Matthew nodded. It was odd how many men had apparently been out of Exeter that night. The Vicar of Ottery St Mary, for example, had been out of the Close; so had the Vicar of Heavitree. Both were later found guilty of being there at the murder, of course, and they’d paid heavily for their crime in the Bishop’s gaol.

Still, he told himself, there was no point raking up old suspicions. No one really wanted to go into the matter again.

‘If it were possible to ask these two men to hold their investigation, I should do so,’ Stephen said quietly, gazing up at the cross that hung on his wall above the screens passage.

Matthew found his manner disquieting, but then he told himself again that it must surely be Stephen’s great age. The man was exhausted, but he must carry on until he collapsed. That was the sort of man he was.

And then a more unnerving idea came to him: perhaps the Treasurer
had
been one of the men attacking – it might even have been him who knocked Matthew down on the night he so nearly died. A man who had done that would later make amends in any way he might. He could take a novice into his own department and see to it that he was well and carefully trained and nurtured, so that he would himself become indispensable.

Matthew found himself studying his mentor with a feeling of prickly nervousness running up his spine. This man, the one who had given him the better posts, who had looked after him in forty years of life at the Cathedral, had once been there trying to kill him just because … Why?

‘Stephen,’ he said quietly. ‘Was it you struck me down?’

The Treasurer was still staring at the cross.
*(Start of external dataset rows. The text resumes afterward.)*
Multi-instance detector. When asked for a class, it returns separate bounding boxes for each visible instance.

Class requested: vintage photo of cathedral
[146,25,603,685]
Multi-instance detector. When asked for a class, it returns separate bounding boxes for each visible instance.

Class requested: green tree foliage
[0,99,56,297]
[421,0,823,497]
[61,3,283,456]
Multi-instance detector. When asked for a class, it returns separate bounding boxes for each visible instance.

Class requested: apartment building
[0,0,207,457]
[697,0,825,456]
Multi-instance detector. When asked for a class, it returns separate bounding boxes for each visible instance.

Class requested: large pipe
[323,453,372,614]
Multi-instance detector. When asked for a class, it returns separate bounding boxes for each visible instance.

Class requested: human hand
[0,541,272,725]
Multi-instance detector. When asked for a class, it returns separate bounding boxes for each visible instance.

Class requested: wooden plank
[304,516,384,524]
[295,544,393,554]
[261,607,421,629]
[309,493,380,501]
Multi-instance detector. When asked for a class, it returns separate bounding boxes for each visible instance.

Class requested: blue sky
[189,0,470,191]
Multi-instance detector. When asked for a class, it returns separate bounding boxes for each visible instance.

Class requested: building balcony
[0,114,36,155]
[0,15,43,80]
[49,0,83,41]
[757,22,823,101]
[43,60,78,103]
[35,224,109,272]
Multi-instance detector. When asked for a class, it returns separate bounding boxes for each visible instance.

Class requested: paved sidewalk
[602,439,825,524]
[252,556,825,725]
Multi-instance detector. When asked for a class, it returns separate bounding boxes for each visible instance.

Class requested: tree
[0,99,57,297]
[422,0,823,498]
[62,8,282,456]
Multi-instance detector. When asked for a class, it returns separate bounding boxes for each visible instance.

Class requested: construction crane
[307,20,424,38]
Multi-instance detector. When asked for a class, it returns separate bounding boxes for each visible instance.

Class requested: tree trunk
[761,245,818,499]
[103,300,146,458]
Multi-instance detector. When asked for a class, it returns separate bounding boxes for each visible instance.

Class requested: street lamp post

He blinked
then, as though the cross had itself stung him. There was a slight moisture at the corner of his eye, Matthew saw, and he felt the shock thrill through him before Stephen had even answered.

‘The Chaunter was divisive,’ Stephen said. ‘He was a malign influence on the Cathedral – my God, anyone could see that!’ His eyes were on the cross again, as though pleading his sincerity. Gradually his eyes fell, and he turned his attention back to Matthew. ‘But I swear to you, Matthew, I never wanted to see you or anyone else harmed! Only
him
! He was evil, a man who would divert us all from our tasks and drive a wedge between the Bishop and his Chapter. Who could want to leave him in power when his entire efforts were dedicated to ruining us all? Any man who had a relationship, no matter how tenuous, with the Dean and Treasurer, was detested by de Lecchelade, and belittled and demeaned. No one who held the good reputation and honour of the Cathedral in his heart could tolerate his behaviour.’